When a parent finds out their teen has been experimenting with drugs, it can be a huge shock. Knowing what to do for the best, next steps and how to help your child can be very confusing. Finding out how other parents have dealt with this can be reassuring. Read more about the following brave parents and the traumatic experiences they have dealt with since their children started taking drugs.
Living in turmoil
"From a truly delightful child, loving son and brother, he was the most caring and kind son any mother could have wished for; we all adored him. Now our lives are a roller coaster; never knowing what he is up to and never truly trusting him. He does'’t seem to care about anything or anyone, least of all himself. From being healthy, good looking and sociable, he is now thin, spotty and reclusive. It has been the most heart-breaking experience in all my life to see my beloved son gripped by the evils of drugs, not to mention the associated lying and deceitfulness that also came with his habits.
"My guess, in hindsight, is that he started using drugs as young as 15 - he is now 30 - and once again we have become aware that he is using, and not 'just weed' as he has always maintained in order to keep us quiet. A few years ago we found out that he was using crack; I now feel sure he is smoking heroin. The feeling of helplessness is unbearable, I feel sick with worry - I want my son back. I wonder if any drug user was given their life back again, would they have smoked that first 'harmless' spliff?"
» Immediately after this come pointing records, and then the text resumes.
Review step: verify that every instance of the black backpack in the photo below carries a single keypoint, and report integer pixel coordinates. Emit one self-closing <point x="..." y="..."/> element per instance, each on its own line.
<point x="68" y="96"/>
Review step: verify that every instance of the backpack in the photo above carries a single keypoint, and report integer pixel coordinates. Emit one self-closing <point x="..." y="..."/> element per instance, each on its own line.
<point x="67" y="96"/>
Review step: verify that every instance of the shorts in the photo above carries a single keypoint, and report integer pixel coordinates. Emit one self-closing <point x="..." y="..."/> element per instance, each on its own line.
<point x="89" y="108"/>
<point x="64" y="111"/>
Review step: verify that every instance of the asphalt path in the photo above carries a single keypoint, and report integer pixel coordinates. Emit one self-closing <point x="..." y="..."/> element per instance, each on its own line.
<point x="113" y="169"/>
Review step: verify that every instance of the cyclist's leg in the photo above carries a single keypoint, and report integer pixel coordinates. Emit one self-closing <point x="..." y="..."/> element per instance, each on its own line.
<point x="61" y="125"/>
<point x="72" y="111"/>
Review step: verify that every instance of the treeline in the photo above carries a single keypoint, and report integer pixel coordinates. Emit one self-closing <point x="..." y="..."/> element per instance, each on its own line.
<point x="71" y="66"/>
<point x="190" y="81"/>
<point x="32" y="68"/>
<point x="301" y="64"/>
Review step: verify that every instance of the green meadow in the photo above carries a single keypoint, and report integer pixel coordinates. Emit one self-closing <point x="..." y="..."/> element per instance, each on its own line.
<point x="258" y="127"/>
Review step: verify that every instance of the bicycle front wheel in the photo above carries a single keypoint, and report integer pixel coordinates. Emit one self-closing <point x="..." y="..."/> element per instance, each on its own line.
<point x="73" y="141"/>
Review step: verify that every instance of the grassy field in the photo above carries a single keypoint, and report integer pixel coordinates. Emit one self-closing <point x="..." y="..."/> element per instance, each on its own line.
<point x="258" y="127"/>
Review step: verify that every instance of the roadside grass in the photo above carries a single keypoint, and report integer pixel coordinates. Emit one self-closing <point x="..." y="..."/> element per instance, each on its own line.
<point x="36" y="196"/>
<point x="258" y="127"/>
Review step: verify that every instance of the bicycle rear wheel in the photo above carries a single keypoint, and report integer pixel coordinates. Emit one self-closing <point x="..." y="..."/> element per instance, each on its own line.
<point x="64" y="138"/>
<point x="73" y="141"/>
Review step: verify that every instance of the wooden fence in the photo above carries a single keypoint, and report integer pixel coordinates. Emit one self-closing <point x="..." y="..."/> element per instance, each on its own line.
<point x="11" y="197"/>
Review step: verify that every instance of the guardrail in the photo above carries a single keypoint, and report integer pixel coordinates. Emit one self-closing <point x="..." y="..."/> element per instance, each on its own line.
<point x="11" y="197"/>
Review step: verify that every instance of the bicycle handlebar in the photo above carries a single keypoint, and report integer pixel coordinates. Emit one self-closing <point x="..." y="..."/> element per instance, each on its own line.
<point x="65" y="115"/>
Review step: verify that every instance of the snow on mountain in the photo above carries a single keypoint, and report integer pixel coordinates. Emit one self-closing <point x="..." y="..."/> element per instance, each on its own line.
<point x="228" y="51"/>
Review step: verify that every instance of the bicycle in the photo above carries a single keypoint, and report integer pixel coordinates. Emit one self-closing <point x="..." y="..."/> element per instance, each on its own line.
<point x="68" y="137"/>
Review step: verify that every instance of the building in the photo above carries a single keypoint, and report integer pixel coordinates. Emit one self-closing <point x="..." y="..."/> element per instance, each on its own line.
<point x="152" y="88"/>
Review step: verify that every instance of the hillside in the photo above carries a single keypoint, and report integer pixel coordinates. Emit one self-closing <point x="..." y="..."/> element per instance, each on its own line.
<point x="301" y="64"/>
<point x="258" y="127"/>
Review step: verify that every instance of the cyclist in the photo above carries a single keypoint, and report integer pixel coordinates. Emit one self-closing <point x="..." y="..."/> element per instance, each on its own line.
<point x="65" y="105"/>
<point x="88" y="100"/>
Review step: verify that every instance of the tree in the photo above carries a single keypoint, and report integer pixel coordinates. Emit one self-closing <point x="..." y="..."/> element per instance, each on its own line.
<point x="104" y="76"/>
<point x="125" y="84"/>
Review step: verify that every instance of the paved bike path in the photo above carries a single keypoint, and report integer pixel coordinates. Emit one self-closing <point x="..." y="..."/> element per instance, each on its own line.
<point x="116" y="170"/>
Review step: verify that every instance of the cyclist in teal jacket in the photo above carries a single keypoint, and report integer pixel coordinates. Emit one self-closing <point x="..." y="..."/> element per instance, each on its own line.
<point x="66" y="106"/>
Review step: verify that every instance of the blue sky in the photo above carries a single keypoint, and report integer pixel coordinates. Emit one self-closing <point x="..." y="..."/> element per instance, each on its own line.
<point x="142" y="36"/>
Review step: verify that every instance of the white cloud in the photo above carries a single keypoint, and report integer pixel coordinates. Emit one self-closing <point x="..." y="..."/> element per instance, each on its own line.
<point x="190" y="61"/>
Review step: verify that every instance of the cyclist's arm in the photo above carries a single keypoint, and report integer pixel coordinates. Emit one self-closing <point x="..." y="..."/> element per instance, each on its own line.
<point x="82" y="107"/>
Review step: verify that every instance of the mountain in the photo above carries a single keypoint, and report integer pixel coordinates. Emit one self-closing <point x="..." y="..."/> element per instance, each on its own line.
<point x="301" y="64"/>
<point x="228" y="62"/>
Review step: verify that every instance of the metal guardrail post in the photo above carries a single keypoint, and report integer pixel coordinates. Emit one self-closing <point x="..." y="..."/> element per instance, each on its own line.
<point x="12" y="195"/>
"My son takes drugs, cocaine being his favourite. I have done the tough love bit and thrown him out. However, he stops taking it for a while and gives me the false hope that he is ok now. He comes back home and is the model son for weeks. Then it starts again. Little by little the arrogance appears again, chipping away at me. Saturday night he kicked in my front door. I have to, once again, take a deep breath and be strong. I have given him a date for getting his own place and said I will call the police should anything like this happen again.
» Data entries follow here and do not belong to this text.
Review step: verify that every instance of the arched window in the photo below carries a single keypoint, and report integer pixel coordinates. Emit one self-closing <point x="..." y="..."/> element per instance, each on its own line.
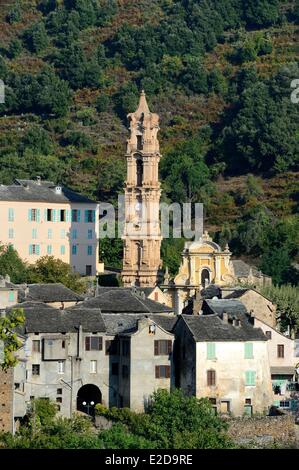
<point x="139" y="172"/>
<point x="205" y="277"/>
<point x="211" y="377"/>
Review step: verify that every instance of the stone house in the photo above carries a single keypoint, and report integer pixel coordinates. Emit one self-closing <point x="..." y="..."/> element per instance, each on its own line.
<point x="223" y="357"/>
<point x="94" y="352"/>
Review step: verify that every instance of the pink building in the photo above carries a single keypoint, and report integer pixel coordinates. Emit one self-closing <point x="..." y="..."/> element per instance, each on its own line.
<point x="41" y="218"/>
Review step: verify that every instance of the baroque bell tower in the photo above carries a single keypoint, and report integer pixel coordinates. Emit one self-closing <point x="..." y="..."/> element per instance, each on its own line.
<point x="142" y="234"/>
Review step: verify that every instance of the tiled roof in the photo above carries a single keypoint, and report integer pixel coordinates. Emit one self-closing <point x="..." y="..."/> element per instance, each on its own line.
<point x="52" y="293"/>
<point x="29" y="190"/>
<point x="123" y="300"/>
<point x="213" y="328"/>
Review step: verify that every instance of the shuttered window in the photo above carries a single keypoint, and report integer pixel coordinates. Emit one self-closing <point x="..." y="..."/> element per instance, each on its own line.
<point x="248" y="350"/>
<point x="93" y="343"/>
<point x="211" y="351"/>
<point x="250" y="377"/>
<point x="162" y="347"/>
<point x="162" y="372"/>
<point x="211" y="377"/>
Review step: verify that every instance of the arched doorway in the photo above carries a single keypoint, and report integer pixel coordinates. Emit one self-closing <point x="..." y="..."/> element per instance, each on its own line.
<point x="205" y="278"/>
<point x="88" y="396"/>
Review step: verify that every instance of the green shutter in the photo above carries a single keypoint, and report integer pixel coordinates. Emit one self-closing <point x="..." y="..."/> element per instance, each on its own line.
<point x="211" y="351"/>
<point x="248" y="350"/>
<point x="250" y="377"/>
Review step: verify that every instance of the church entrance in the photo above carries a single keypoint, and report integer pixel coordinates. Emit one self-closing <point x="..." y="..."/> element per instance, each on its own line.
<point x="205" y="278"/>
<point x="88" y="396"/>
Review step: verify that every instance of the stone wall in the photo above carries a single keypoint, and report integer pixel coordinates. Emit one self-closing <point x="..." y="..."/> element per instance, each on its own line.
<point x="6" y="400"/>
<point x="264" y="431"/>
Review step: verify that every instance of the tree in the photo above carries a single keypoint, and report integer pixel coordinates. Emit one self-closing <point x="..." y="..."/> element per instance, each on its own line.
<point x="8" y="335"/>
<point x="36" y="37"/>
<point x="50" y="270"/>
<point x="172" y="421"/>
<point x="11" y="264"/>
<point x="286" y="299"/>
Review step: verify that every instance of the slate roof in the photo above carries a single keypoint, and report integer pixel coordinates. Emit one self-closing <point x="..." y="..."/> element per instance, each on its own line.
<point x="41" y="318"/>
<point x="218" y="306"/>
<point x="52" y="293"/>
<point x="30" y="190"/>
<point x="123" y="300"/>
<point x="125" y="324"/>
<point x="213" y="328"/>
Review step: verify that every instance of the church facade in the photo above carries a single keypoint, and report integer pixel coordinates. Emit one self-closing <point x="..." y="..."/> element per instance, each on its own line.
<point x="142" y="235"/>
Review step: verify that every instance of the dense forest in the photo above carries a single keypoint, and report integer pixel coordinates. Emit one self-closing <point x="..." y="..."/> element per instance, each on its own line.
<point x="219" y="74"/>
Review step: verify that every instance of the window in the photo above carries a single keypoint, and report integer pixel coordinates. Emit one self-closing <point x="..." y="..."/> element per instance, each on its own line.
<point x="88" y="270"/>
<point x="49" y="215"/>
<point x="62" y="215"/>
<point x="162" y="347"/>
<point x="211" y="378"/>
<point x="248" y="350"/>
<point x="89" y="216"/>
<point x="11" y="215"/>
<point x="211" y="351"/>
<point x="34" y="215"/>
<point x="280" y="351"/>
<point x="250" y="378"/>
<point x="75" y="215"/>
<point x="93" y="343"/>
<point x="35" y="369"/>
<point x="61" y="367"/>
<point x="34" y="250"/>
<point x="93" y="367"/>
<point x="126" y="348"/>
<point x="284" y="404"/>
<point x="36" y="345"/>
<point x="111" y="347"/>
<point x="125" y="371"/>
<point x="162" y="372"/>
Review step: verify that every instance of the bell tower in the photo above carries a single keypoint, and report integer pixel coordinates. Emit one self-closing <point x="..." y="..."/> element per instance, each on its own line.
<point x="142" y="235"/>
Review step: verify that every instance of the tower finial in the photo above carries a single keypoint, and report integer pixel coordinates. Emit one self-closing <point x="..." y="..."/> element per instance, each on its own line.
<point x="142" y="106"/>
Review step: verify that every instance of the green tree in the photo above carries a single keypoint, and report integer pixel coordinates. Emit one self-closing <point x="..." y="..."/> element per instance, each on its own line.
<point x="8" y="335"/>
<point x="50" y="270"/>
<point x="11" y="264"/>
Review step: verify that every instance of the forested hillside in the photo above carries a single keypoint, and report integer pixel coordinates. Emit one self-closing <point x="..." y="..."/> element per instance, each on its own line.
<point x="218" y="72"/>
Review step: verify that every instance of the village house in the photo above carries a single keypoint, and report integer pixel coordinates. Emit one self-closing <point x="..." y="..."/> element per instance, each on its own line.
<point x="41" y="218"/>
<point x="223" y="357"/>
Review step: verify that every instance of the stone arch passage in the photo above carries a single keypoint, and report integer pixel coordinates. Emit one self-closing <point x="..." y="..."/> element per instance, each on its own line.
<point x="88" y="396"/>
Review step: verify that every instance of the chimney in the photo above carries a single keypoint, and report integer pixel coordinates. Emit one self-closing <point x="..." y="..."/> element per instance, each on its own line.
<point x="197" y="304"/>
<point x="225" y="317"/>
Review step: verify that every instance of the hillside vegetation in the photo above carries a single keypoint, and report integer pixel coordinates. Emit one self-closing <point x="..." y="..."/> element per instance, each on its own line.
<point x="219" y="74"/>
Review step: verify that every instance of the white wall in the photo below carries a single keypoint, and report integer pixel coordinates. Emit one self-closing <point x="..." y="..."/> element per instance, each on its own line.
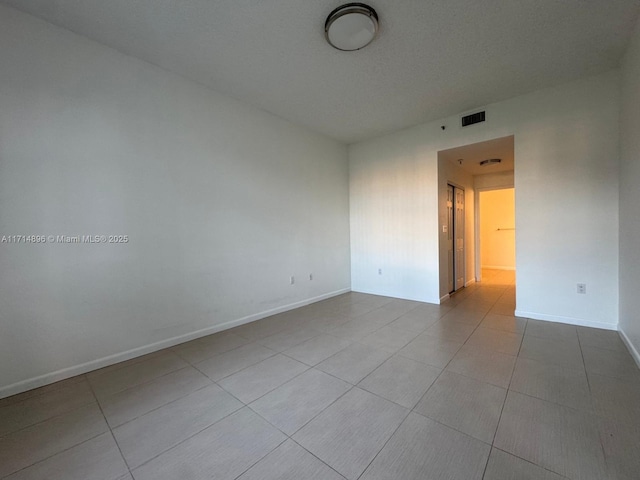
<point x="497" y="229"/>
<point x="221" y="202"/>
<point x="566" y="180"/>
<point x="630" y="196"/>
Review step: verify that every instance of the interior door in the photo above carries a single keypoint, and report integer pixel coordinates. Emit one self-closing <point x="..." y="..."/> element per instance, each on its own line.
<point x="450" y="233"/>
<point x="459" y="238"/>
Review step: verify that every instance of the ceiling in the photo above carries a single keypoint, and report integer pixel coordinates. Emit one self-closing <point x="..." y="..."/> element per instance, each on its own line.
<point x="431" y="59"/>
<point x="472" y="155"/>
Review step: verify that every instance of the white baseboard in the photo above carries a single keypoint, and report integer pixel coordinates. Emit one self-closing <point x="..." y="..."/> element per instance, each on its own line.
<point x="69" y="372"/>
<point x="396" y="295"/>
<point x="568" y="320"/>
<point x="630" y="346"/>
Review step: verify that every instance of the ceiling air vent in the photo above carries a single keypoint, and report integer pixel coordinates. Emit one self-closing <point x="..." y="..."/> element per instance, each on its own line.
<point x="473" y="118"/>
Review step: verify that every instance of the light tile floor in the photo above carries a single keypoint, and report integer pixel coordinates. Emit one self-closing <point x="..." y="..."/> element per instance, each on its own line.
<point x="356" y="387"/>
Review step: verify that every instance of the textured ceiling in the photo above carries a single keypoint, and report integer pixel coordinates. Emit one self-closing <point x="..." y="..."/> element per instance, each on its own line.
<point x="431" y="59"/>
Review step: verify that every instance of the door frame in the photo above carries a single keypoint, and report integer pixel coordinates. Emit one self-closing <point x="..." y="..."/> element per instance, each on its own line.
<point x="457" y="186"/>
"The addiction does not just attack the person taking the drug. It whittles away at the people around them who care. I too am at risk of losing all my friends and family who can only take so much of my needing help. You drug addicts leave the ones around you feeling the despair, loneliness and lack of hope your addiction gives you. I mourn the death of the son I once had. I look to the son he was with hope. I am at risk of losing my friends, my family and my home for a drug I don’t even take. With regret, I find I have to say enough is enough."
Off the rails
"She hates me, her dad and her brother. She puts her brother down all the time saying he won't do well at school. She upsets her grandparents and she just laughs. I have done everything for her, she has never helped around the house; all her washing and ironing is done for her. We buy everything for her, but she doesn't agree with house rules. She thinks she can stay out all-night without letting us know. She would rather hang round the streets drinking, or in one of her boyfriend's friend's houses, who is a known drug dealer.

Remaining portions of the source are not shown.